Harga MacBook Dan iPad Naik, Apple Langsung Kena Hantam Di Pasar Saham

Author: Qoo Media

Gelombang AI yang selama ini identik dengan fitur canggih kini mulai terasa langsung di dompet konsumen. Apple resmi menaikkan harga sejumlah MacBook dan iPad di Amerika Serikat, lalu pasar bereaksi keras dengan menjual saham perusahaan hingga turun lebih dari 6 persen dalam perdagangan Kamis waktu Amerika Serikat.

Kenaikan ini terjadi di tengah lonjakan biaya komponen memori dan penyimpanan yang terus menekan industri elektronik. Apple menyebut tekanan itu muncul karena permintaan komponen untuk server AI membuat pasokan makin ketat dan biaya produksi perangkat ikut naik.

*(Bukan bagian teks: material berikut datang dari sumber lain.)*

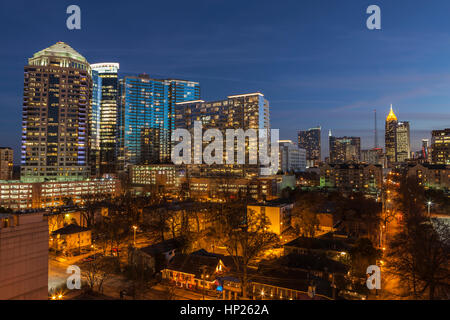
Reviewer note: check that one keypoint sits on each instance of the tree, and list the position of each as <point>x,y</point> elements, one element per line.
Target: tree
<point>304,214</point>
<point>245,237</point>
<point>419,254</point>
<point>98,271</point>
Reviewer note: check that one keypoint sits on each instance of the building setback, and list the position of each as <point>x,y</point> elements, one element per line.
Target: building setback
<point>56,104</point>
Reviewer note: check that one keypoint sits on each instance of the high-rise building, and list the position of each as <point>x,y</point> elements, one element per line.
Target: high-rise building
<point>6,163</point>
<point>292,158</point>
<point>55,126</point>
<point>424,152</point>
<point>397,139</point>
<point>345,149</point>
<point>107,99</point>
<point>310,141</point>
<point>245,111</point>
<point>372,156</point>
<point>146,118</point>
<point>94,124</point>
<point>403,145</point>
<point>440,146</point>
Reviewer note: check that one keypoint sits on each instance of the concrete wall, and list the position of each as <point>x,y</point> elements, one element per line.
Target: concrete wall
<point>24,257</point>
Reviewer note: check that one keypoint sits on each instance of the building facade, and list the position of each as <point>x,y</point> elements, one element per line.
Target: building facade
<point>245,111</point>
<point>106,97</point>
<point>17,195</point>
<point>56,104</point>
<point>310,141</point>
<point>366,178</point>
<point>292,158</point>
<point>345,149</point>
<point>397,139</point>
<point>431,176</point>
<point>147,117</point>
<point>440,146</point>
<point>403,144</point>
<point>23,257</point>
<point>6,163</point>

Harga naik, terutama di varian kapasitas besar

Penyesuaian harga yang diumumkan Apple menyasar beberapa model populer. MacBook Neo naik dari US$599 menjadi US$699, MacBook Air 512GB dari US$1.099 menjadi US$1.299, dan MacBook Pro 1TB dari US$1.699 menjadi US$1.999.

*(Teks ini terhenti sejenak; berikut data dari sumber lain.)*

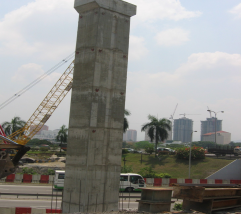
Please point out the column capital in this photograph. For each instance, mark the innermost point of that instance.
(118, 6)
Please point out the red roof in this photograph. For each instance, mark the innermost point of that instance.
(208, 134)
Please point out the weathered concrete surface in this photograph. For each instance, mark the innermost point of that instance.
(97, 106)
(231, 171)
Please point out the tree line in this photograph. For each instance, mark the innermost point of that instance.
(157, 129)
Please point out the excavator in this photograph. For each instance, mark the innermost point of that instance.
(12, 147)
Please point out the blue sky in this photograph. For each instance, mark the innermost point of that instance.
(185, 52)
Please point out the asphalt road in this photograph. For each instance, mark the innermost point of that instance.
(45, 202)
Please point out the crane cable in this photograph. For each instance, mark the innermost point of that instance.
(36, 81)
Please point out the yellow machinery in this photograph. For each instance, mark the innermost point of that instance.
(19, 139)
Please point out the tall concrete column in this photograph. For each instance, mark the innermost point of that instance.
(97, 106)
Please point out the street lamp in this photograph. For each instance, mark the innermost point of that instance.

Kenaikan serupa juga terjadi pada lini iPad. iPad Air 128GB naik dari US$599 menjadi US$749, sedangkan iPad Pro Wi-Fi 256GB bergerak dari US$999 menjadi US$1.199.

Perubahan harga itu paling terasa pada model dengan memori dan penyimpanan lebih besar. Pola tersebut memperlihatkan bahwa komponen kapasitas tinggi kini menjadi salah satu beban produksi paling berat di perangkat komputasi modern.

Apple mengakui tekanan ini lewat keterangan resmi yang dikutip sejumlah media teknologi internasional. Perusahaan menyebut industri elektronik sedang menghadapi tantangan yang belum pernah terjadi sebelumnya karena kebutuhan memori berkecepatan tinggi untuk pusat data AI melonjak tajam.

Pasar menilai permintaan produk Apple bisa terdampak

Reaksi investor datang cepat setelah pengumuman tersebut. Saham Apple ditutup turun lebih dari 6 persen, dan penurunan itu menjadi yang terbesar sejak April 2025.

Pasar tampaknya masih mencermati apakah harga yang lebih tinggi akan mengganggu permintaan MacBook dan iPad. Kekhawatiran itu muncul di tengah persaingan laptop premium dan tablet yang kian ketat.

Counterpoint Research melaporkan harga komponen memori dan penyimpanan bahkan telah melonjak hingga empat kali lipat dalam tiga kuartal terakhir. Salah satu penyebab utamanya adalah produsen chip lebih banyak mengalihkan kapasitas produksi untuk memori bandwidth tinggi yang dibutuhkan server AI.

Analis Counterpoint Research, Tarun Pathak, memperkirakan lonjakan biaya komponen dapat menambah sekitar US$200 terhadap biaya produksi sebuah iPhone. Ia juga memproyeksikan kenaikan harga sekitar US$150 hingga US$200 berpotensi terjadi di berbagai lini produk Apple, terutama pada model dengan konfigurasi memori tinggi.

AI ikut mengubah desain perangkat keras

Dampak tren AI tidak berhenti pada harga produk. Laporan IDC menyebut kebutuhan RAM pada perangkat baru juga ikut meningkat karena fitur AI yang berjalan langsung di perangkat menuntut memori lebih besar.

Seluruh generasi iPhone berikutnya diperkirakan akan beralih menggunakan RAM 12GB agar mampu menjalankan Apple Intelligence secara optimal. Arah ini menegaskan bahwa AI kini memengaruhi keputusan desain perangkat keras, bukan hanya menjadi fitur promosi di permukaan.

Apple sendiri belum mengumumkan kenaikan harga untuk lini iPhone. Namun, pernyataan CEO Tim Cook sebelumnya memberi sinyal bahwa perusahaan tidak lagi bisa sepenuhnya menyerap lonjakan biaya komponen seperti beberapa tahun terakhir.

Hingga kini, penyesuaian harga iPhone belum diumumkan secara resmi. Karena itu, proyeksi kenaikan di smartphone Apple masih berada pada level awal dari analis industri, sementara tekanan biaya dari komponen AI terus membayangi produk-produk Apple berikutnya.